Administrative password rules

  1. You do not assign an administrative password and allow users to assign a password themselves:

    • During initial encryption, each user may choose their own password for encryption. An encrypted drive can only be automatically decrypted if you allow the user to save the password. On any other computer it must be entered when connecting.

  2. You assign an administrative password and allow users to assign a password themselves:

    • During initial encryption, each user may choose their own password for encryption.
    • The administrative password can be used to automatically decrypt data on corporate computers where the DriveLock Agent is running. The user does not have to enter a password.

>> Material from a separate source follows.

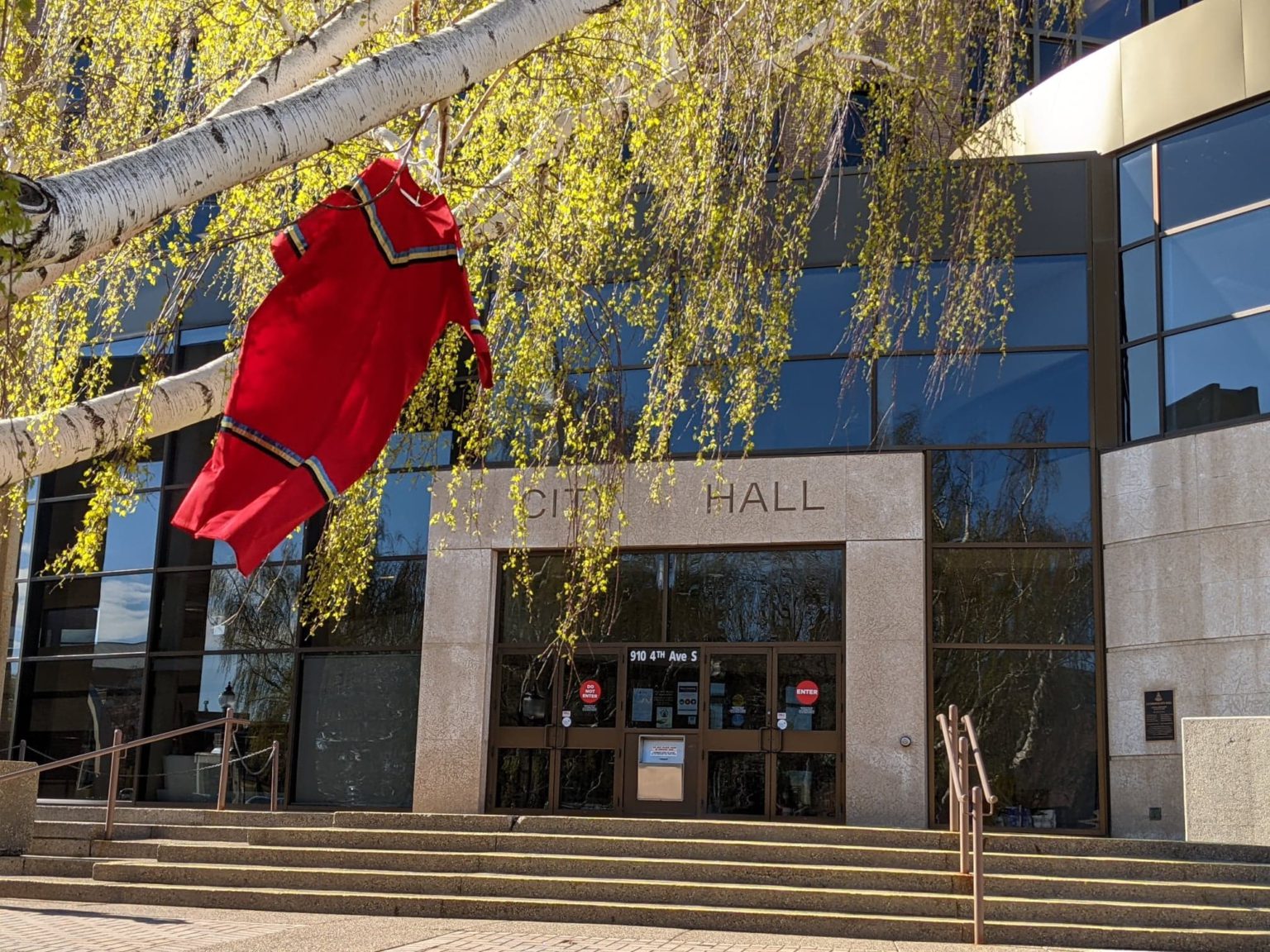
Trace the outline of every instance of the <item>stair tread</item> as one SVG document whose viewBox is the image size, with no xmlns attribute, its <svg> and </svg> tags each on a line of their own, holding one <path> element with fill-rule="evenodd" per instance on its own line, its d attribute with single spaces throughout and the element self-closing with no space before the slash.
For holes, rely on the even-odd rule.
<svg viewBox="0 0 1270 952">
<path fill-rule="evenodd" d="M 102 889 L 114 889 L 124 891 L 142 891 L 160 889 L 151 883 L 136 883 L 136 882 L 102 882 L 94 880 L 81 880 L 75 877 L 60 877 L 60 876 L 0 876 L 0 883 L 5 882 L 42 882 L 48 885 L 65 885 L 65 886 L 90 886 Z M 189 886 L 189 885 L 163 885 L 163 890 L 171 892 L 184 892 L 184 894 L 197 894 L 215 891 L 218 894 L 265 894 L 265 895 L 278 895 L 278 896 L 311 896 L 314 899 L 320 899 L 324 895 L 321 890 L 296 890 L 296 889 L 282 889 L 282 887 L 244 887 L 244 886 Z M 362 891 L 347 891 L 340 895 L 351 897 L 366 897 L 366 899 L 389 899 L 389 900 L 434 900 L 451 904 L 472 904 L 472 902 L 500 902 L 512 906 L 558 906 L 558 908 L 582 908 L 589 909 L 597 905 L 615 905 L 594 902 L 591 900 L 577 900 L 577 899 L 525 899 L 519 896 L 451 896 L 451 895 L 431 895 L 431 894 L 415 894 L 415 892 L 362 892 Z M 665 911 L 669 909 L 685 910 L 685 911 L 704 911 L 704 913 L 721 913 L 729 915 L 754 915 L 771 919 L 829 919 L 829 920 L 842 920 L 842 922 L 859 922 L 859 920 L 872 920 L 872 922 L 897 922 L 897 923 L 940 923 L 949 925 L 965 925 L 964 919 L 951 919 L 946 916 L 921 916 L 921 915 L 886 915 L 875 913 L 837 913 L 837 911 L 815 911 L 815 910 L 787 910 L 787 909 L 748 909 L 742 906 L 709 906 L 709 905 L 693 905 L 693 904 L 673 904 L 668 905 L 664 902 L 622 902 L 624 909 L 632 910 L 646 910 L 649 913 Z M 1054 932 L 1060 930 L 1091 930 L 1091 932 L 1105 932 L 1109 934 L 1187 934 L 1187 935 L 1232 935 L 1232 937 L 1248 937 L 1248 938 L 1270 938 L 1270 930 L 1264 929 L 1219 929 L 1219 928 L 1194 928 L 1194 927 L 1149 927 L 1149 925 L 1096 925 L 1085 923 L 1045 923 L 1045 922 L 1016 922 L 1007 919 L 989 919 L 988 924 L 992 927 L 1017 927 L 1025 929 L 1050 929 Z"/>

  3. You assign an administrative password and choose encryption with administrative password:

    • Users cannot assign their own password during initial encryption.
    • The removable storage device can only be decrypted on corporate computers where the DriveLock Agent is running
    • When connecting the encrypted removable storage device, the user does not need to enter a password
    • Outside the company or on company computers without the DriveLock Agent, the data cannot be decrypted

  4. You create multiple administrator password rules, setting filters for users and/or computers and choosing encryption with administrative password:

    • Users cannot assign their own password during initial encryption.
    • The removable storage device can only be decrypted on corporate computers where the DriveLock Agent is running
    • When connecting the encrypted removable storage device, the user does not need to enter a password
    • Outside the company or on company computers without the DriveLock Agent, the data cannot be decrypted

    • Access is restricted to specific users or to specific computers (e.g. a department or a team):

      You create an administrative password rule that is restricted to user group A. User A1 encrypts a USB stick (forced encryption with administrative password) with administrative password.

      Result:

      The USB stick can only be decrypted if a user from user group A is logged on to a company computer.

      Examples:

      • USB sticks encrypted in the Human Resources department can only be decrypted by the users of the Human Resources department
      • USB sticks encrypted in the Research department can only be decrypted on computers in the Research department

Pay attention to the priority and filtering options set on the Logged on users, Computers and Networks tabs.